Revista Nassarre, Actas del IV Congreso Nacional de Órgano Español El Órgano Español en el contexto organístico europeo, Saragosse, 14-16 Décembre 2001, Institución « Fernando El Católico » (CSIC), Dir. scientifique Prof. Pedro Calahorra Martínez, Nassarre, XVIII,1-2 (2002), p. 85-104 (20 p.).
La perspective de confrontation et de mise en parallèle de l’orgue et de son répertoire en France et en Espagne à l’époque d’Anne d’Autriche (1615-1666) s’inscrit dans un mouvement général de réflexion comparatiste historique et musicale amorcé depuis quelques années en Occident[1]. L’écriture européenne de l’histoire, musicale ou autre, représente une tâche difficile et de longue haleine : au milieu de vastes champs d’études parallèles, il s’agit pour le chercheur de savoir aller à l’essentiel, mettre en rapport les symétries ou les antagonismes rencontrés, les temporalités distinctes, faire œuvre de synthèse sans occulter les spécificités.
La politique d’alliances menée à l’époque par l’Espagne et la France tendait à soumettre l’une des deux nations à l’autre : les deux premiers mariages, scellés au Traité de Fontainebleau en 1612, ouvrent le siècle, avec une conjoncture internationale encore favorable à l’Espagne ; le troisième, décidé par le Traité des Pyrénées en 1659, consacre l’effondrement espagnol et l’affirmation de la puissance de la France louisquatorzienne. « L’état des deux couronnes de France et d’Espagne est tel aujourd’hui, et depuis longtemps dans le monde, qu’on ne peut élever l’ une sans abaisser l’autre. Cela fait entre elles une jalousie qui leur est, si j’osais dire, essentielle, et une espèce d’inimitié permanente que les traités peuvent couvrir, mais qu’ils n’éteignent jamais, parce que le fondement en demeure toujours ». C’est par ce constat sans concession que Louis XIV résume l’état des relations entre les deux pays au XVIIe siècle[2] : une rivalité permanente du Roi Très Chrétien et du Roi Catholique pour occuper la première place en Europe[3].
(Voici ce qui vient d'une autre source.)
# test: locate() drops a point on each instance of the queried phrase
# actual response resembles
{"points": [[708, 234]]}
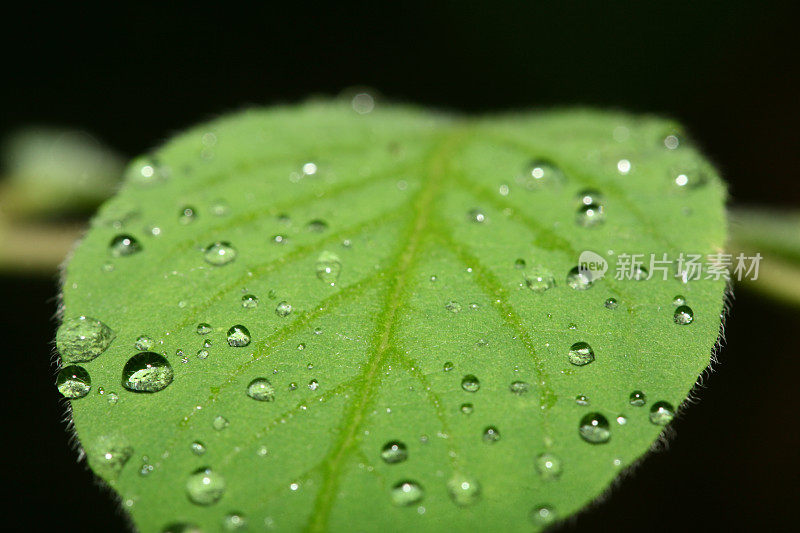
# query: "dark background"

La conjoncture rend difficile les échanges culturels entre l’Espagne et la France dont l’administration entrave à dessein la circulation des Espagnols sur son territoire. Certaines villes restent, malgré tout, des lieux d’échanges culturels avec l’Espagne : Rouen (le chœur de la cathédrale a plusieurs compositeurs espagnols à son répertoire) qui est une voie de passage privilégiée entre les Pays-Bas et l’Espagne, Bordeaux sur la route d’Irún, Toulouse et Narbonne qui connaissent une importante activité dans le domaine de l’orgue et de sa facture ; des contacts avec la Catalogne proche ou la région de Valence existent[4].
[1] En ce qui concerne les études franco-espagnoles générales, il faut souligner le rôle important des centres de recherches de Bordeaux et de Toulouse (CNRS) ; dans le domaine musicologique, le rôle moteur est assuré par le groupe de recherche « Patrimoines musicaux » dirigé par le Prof. Louis Jambou à l’Université de la Sorbonne (Paris IV).
[2] LOUIS XIV, Mémoires, éd. J. Longnon, Paris, Tallandier, 1983, pp. 63-64.
[3] Sur l’antipathie naturelle entre les deux nations, voir aussi Van DELFT, Louis, « L’anatomie morale » en Espagne et en France, in L’âge d’or de l’influence espagnole, La France et l’Espagne à l’époque d’Anne d’Autriche 1615-1666, Actes du 20e colloque du CMR 17 placé sous le patronage de la Société d’Etude du XVIIe siècle et de l’Université de Bordeaux III (Bordeaux, 25-28 janvier 1990), éd. Charles Mazouer, Mont-de-Marsan, Ed. InterUniversitaires, 1991, pp. 441-453.
[4] L’organiste de Gérone Juan Verdalet (+ 1694) est connu du côté français, de même le valencien Juan Cabanilles. Sur Verdalet, cf. Anglés, « Supervivencia de la música de Cabezón… », p. 103.